In “The Library of Babel“, Jorge Luis Borges describes a library “…composed of an indefinite, perhaps an infinite, number of hexagonal galleries… ” lined with shelves of books. Unfortunately, the books are not organized in any predictable manner, causing librarians to travel “… in search of a book, perhaps of the catalogue of catalogues…” The searches, though, are in vain, given the improbability of finding what you seek in an infinite collection.

This whimsical account is not as far-fetched as it seems: As Geoff Nunberg points out in his critique of the Google Books approach to representing book metadata, Google is proceeding with a reckless abandon driven by technological expedience. His essay chronicles (with his typical wit) the systemic errors in metadata as available through Google Books, and Google’s apparent lack of concern for the reliability of the process or the accuracy or utility of the results. Errors include blatantly incorrect dates, author attributions, and categorical classifications, among others. The lack of concern about this aspect of preservation so vital to library and academic disciplines is reminiscent of Borges’ contrast between “Man, the imperfect librarian”¬† and the perfect universe of the (Google) Library.

But Nunberg’s is not just a pedantic rant of a self-proclaimed wordinista; the settlement will affect how people will access all books in the future because Google is in the process of negotiating itself into possession of the rights to distribute books.

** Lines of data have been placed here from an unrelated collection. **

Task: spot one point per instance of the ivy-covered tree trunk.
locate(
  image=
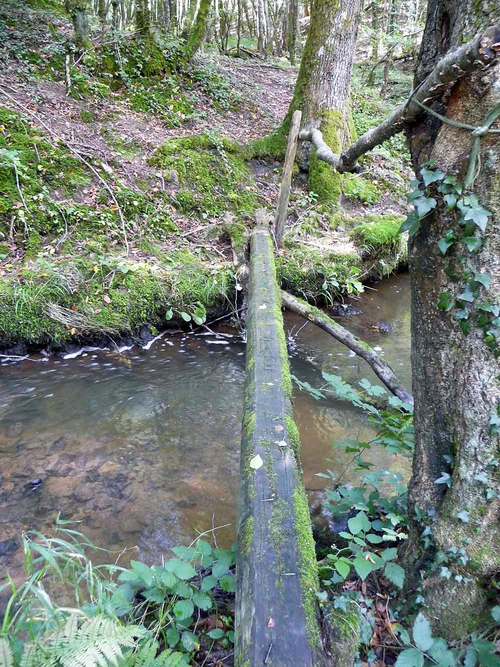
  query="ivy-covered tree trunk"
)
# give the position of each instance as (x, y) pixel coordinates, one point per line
(323, 87)
(455, 275)
(77, 10)
(199, 30)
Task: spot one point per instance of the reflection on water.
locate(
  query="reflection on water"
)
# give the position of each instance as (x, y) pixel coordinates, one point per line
(143, 448)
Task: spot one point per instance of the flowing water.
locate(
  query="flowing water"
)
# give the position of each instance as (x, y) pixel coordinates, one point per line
(143, 447)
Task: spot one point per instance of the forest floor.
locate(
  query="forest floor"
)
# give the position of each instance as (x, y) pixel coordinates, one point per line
(130, 205)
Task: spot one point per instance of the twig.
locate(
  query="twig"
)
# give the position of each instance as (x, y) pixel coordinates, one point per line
(79, 157)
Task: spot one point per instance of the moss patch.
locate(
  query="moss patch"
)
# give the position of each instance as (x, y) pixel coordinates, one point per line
(212, 179)
(378, 231)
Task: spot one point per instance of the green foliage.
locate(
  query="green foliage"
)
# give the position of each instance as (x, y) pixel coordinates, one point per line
(212, 178)
(459, 245)
(317, 277)
(357, 187)
(378, 231)
(118, 616)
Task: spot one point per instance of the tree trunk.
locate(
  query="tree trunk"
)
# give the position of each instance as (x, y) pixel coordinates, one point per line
(143, 18)
(199, 30)
(77, 9)
(323, 86)
(293, 30)
(455, 360)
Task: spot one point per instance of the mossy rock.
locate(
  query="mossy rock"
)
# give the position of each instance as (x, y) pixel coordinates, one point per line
(378, 231)
(213, 180)
(314, 276)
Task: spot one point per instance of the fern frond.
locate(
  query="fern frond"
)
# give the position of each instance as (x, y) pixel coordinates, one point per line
(6, 657)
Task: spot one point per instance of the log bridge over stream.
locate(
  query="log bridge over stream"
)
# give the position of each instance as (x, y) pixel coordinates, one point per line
(276, 610)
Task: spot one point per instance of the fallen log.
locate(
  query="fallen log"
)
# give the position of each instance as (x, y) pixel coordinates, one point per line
(276, 612)
(362, 349)
(480, 52)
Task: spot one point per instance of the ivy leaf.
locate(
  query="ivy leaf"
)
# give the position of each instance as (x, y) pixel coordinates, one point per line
(484, 279)
(431, 176)
(444, 244)
(411, 224)
(473, 243)
(422, 633)
(466, 295)
(477, 214)
(342, 568)
(395, 574)
(410, 657)
(451, 200)
(446, 301)
(424, 205)
(362, 566)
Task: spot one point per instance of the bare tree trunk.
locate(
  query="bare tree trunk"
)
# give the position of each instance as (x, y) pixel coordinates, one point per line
(200, 26)
(323, 86)
(455, 487)
(77, 10)
(293, 29)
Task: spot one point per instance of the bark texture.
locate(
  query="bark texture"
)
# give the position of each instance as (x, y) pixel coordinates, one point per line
(456, 377)
(323, 86)
(276, 620)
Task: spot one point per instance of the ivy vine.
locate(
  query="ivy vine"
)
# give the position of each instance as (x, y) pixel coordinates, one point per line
(458, 244)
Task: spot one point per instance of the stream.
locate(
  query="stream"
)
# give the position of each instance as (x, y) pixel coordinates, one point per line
(142, 447)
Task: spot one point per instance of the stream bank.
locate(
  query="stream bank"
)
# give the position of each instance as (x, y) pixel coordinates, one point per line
(143, 447)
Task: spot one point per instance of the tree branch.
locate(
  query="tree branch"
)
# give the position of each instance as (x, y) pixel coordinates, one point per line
(480, 52)
(362, 349)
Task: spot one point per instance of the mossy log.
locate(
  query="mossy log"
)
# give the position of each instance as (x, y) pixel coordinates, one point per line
(276, 613)
(362, 349)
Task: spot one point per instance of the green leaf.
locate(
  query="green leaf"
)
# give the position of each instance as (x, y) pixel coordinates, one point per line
(342, 568)
(444, 244)
(441, 654)
(484, 279)
(228, 583)
(183, 609)
(395, 574)
(410, 657)
(466, 295)
(362, 566)
(184, 570)
(172, 637)
(411, 224)
(189, 641)
(186, 553)
(144, 572)
(202, 601)
(446, 301)
(451, 200)
(422, 633)
(472, 242)
(424, 205)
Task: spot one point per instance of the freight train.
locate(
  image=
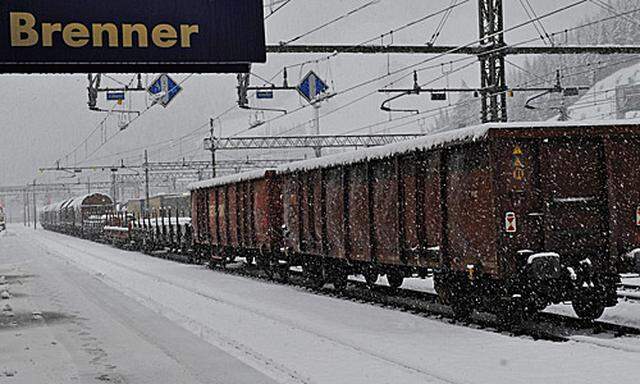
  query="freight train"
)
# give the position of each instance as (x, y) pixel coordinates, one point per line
(507, 218)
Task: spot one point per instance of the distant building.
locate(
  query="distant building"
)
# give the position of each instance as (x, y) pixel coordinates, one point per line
(615, 97)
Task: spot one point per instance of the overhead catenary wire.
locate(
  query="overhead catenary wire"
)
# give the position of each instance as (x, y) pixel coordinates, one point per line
(583, 25)
(523, 42)
(530, 40)
(436, 57)
(332, 21)
(282, 4)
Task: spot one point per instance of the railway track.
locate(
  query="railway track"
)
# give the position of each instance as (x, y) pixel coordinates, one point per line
(543, 326)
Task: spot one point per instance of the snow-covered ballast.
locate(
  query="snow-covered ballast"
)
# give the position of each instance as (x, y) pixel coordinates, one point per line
(237, 215)
(474, 205)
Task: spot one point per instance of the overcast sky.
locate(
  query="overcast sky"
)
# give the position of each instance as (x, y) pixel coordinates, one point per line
(44, 117)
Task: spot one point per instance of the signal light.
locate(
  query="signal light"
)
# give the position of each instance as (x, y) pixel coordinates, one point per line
(510, 222)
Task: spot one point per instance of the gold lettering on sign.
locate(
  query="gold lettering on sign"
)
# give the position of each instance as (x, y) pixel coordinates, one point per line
(25, 31)
(22, 32)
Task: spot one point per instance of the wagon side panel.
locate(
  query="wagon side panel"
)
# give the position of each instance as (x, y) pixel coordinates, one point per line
(623, 156)
(335, 213)
(385, 212)
(359, 225)
(471, 216)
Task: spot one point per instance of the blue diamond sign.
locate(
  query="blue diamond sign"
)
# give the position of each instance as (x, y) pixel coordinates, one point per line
(311, 87)
(165, 89)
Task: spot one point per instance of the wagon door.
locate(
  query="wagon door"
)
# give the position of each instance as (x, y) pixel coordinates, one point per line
(573, 184)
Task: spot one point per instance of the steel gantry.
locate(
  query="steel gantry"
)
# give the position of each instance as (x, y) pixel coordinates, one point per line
(490, 49)
(323, 141)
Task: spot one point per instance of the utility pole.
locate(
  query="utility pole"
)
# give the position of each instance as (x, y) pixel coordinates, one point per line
(146, 182)
(213, 149)
(492, 71)
(114, 190)
(35, 211)
(316, 123)
(25, 205)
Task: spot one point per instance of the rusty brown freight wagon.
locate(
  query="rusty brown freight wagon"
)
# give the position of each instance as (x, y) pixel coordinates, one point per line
(238, 216)
(505, 215)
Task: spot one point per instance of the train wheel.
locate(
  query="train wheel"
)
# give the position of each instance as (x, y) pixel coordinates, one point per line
(314, 276)
(395, 279)
(588, 304)
(371, 277)
(249, 259)
(511, 312)
(340, 279)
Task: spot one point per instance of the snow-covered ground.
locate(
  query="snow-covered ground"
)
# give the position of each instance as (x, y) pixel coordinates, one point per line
(138, 319)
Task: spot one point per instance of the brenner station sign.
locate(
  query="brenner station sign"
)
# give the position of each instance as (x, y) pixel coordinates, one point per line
(52, 36)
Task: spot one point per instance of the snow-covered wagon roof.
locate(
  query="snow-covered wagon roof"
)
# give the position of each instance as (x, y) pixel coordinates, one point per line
(462, 135)
(236, 178)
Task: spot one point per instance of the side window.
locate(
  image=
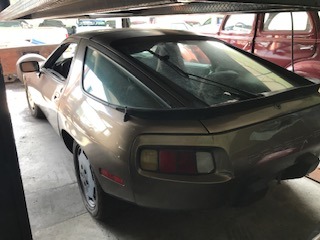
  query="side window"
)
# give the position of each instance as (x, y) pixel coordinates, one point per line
(239, 23)
(282, 21)
(111, 83)
(61, 62)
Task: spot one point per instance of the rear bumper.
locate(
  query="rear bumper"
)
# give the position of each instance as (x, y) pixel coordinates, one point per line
(158, 193)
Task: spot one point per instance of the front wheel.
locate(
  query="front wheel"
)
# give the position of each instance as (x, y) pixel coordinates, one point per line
(98, 203)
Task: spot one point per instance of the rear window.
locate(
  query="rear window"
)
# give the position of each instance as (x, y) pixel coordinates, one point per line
(106, 80)
(210, 71)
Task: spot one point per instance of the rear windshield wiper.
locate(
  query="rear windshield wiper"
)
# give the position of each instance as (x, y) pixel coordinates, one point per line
(194, 77)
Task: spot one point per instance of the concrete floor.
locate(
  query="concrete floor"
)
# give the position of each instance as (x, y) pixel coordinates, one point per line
(290, 210)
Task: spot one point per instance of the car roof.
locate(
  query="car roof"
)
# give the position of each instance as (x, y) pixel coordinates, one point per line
(106, 37)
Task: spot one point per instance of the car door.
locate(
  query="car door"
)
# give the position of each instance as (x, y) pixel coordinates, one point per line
(53, 78)
(274, 37)
(238, 30)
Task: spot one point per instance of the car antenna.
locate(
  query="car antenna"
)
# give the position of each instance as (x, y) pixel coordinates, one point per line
(126, 115)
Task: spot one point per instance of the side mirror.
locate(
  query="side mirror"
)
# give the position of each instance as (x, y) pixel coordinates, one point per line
(31, 66)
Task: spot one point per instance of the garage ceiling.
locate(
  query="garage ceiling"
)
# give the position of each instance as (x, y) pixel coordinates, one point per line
(127, 8)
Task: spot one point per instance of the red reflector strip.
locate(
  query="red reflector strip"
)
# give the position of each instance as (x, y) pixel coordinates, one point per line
(105, 173)
(177, 162)
(186, 163)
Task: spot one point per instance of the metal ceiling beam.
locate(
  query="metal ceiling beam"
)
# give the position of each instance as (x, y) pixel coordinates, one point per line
(75, 8)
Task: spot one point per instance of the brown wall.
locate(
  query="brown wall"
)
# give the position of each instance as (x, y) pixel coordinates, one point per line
(9, 57)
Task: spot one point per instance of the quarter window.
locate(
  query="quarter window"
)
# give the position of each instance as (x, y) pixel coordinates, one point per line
(111, 83)
(239, 23)
(282, 21)
(61, 62)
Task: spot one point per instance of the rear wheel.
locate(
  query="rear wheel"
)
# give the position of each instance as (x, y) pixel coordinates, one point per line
(98, 203)
(34, 108)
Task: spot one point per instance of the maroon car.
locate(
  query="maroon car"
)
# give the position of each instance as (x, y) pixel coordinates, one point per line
(290, 40)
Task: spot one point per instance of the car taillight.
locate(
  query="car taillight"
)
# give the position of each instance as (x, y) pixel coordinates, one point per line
(177, 161)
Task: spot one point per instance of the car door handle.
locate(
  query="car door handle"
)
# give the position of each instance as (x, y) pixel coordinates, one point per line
(56, 95)
(306, 47)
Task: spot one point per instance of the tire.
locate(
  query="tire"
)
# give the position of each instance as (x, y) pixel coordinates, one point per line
(34, 108)
(98, 203)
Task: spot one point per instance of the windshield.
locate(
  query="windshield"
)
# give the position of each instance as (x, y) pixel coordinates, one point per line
(211, 71)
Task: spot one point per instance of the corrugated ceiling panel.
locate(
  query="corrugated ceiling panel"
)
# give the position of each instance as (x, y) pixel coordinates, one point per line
(67, 8)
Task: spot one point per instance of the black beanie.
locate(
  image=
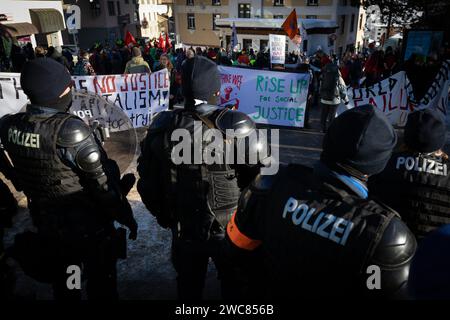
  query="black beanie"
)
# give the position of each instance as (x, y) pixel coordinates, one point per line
(425, 131)
(200, 78)
(361, 138)
(44, 80)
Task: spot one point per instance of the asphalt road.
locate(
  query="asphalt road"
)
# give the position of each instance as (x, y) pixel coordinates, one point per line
(148, 273)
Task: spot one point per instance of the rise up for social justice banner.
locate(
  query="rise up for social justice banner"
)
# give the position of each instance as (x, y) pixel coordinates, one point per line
(269, 97)
(138, 95)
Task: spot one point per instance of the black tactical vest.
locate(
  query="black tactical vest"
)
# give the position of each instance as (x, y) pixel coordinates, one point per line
(204, 197)
(317, 237)
(417, 186)
(30, 141)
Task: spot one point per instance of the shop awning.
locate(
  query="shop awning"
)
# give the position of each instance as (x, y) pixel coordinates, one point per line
(20, 29)
(47, 20)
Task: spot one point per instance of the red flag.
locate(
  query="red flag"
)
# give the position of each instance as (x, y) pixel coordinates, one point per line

Exploiting an opportunity made possible by lawsuits brought by a small number of plaintiffs on one narrow issue, Google has negotiated a settlement agreement designed to give it a compulsory license to all books in copyright throughout the world forever. [Pamela Samuelson, Professor of Law, UC Berkeley]

Pamela Samuelson goes on to argue that this settlement is problematic because the plaintiffs, while claiming to be acting on behalf of authors and publishers, do not represent the entire classes but only small fractions thereof. The settlement would create a mechanism (the Book Rights Registry) through which Google would distribute 63% of revenues it collects to authors and publishers.

But even if the Registry works as intended in compensating the copyright holders, the settlement will still have an adverse effect on classes of people not represented in it, namely the libraries and the reading public. As currently worded, the settlement provides for extremely limited public access through libraries, providing for “single free terminal per public library building,” with some vague wording for increasing the number if necessary.

Another major issue that needs to be addressed by the settlement is privacy. There is a tradition in the US of the library protecting the privacy of its patrons. But if Google becomes the de facto library, these expectations may well not be met. Not only will there be an intrinsic, overwhelming pressure on Google to mine peoples’ reading patterns for opportunities to make a buck, but also by virtue of that data being collected and centralized, it will be vulnerable to leaks, bugs, and subpoenas.

The preceding has been a list of sins of commission, but the settlement also implies some sins of omission. In the JCDL Panel on Google as a Library, Clifford Lynch raised an interesting and often forgotten point that our cultural heritage consists of more than books, and that these other artifacts –games, images, musical scores, etc. — can be harder to make accessible if the settlement, with its focus on books, ignores these issues. Another issue that was raised concerns the impact on secondary markets such as used book stores: used book sellers are not represented in the settlement, yet stand to lose most of their business to the ubiquity of Google and its trivially-low cost of duplicating what once was a scarce resource.

The recent conference organized by the UC Berkeley School of Information to discuss this settlement is one of a growing number of discussions of the implications of the settlement, but it was an invitation-only event. I am certain that there are many other aspects of the settlement that need to subjected to public scrutiny and debate well beyond the upcoming September 4th deadline. Given that our access to books is about to be transformed, given that Google has demonstrated little regard for the process of preserving the books in ways that reflect how they are used (not just as bags of words), and given that Google’s fundamental interest¬† is to increase the value of its stock, we have a responsibility to examine this settlement with due vigilance. If this deal proceeds as it is currently framed, it will make Amazon’s recent yanking of Orwell’s books from customers’ Kindles look like childs’ play.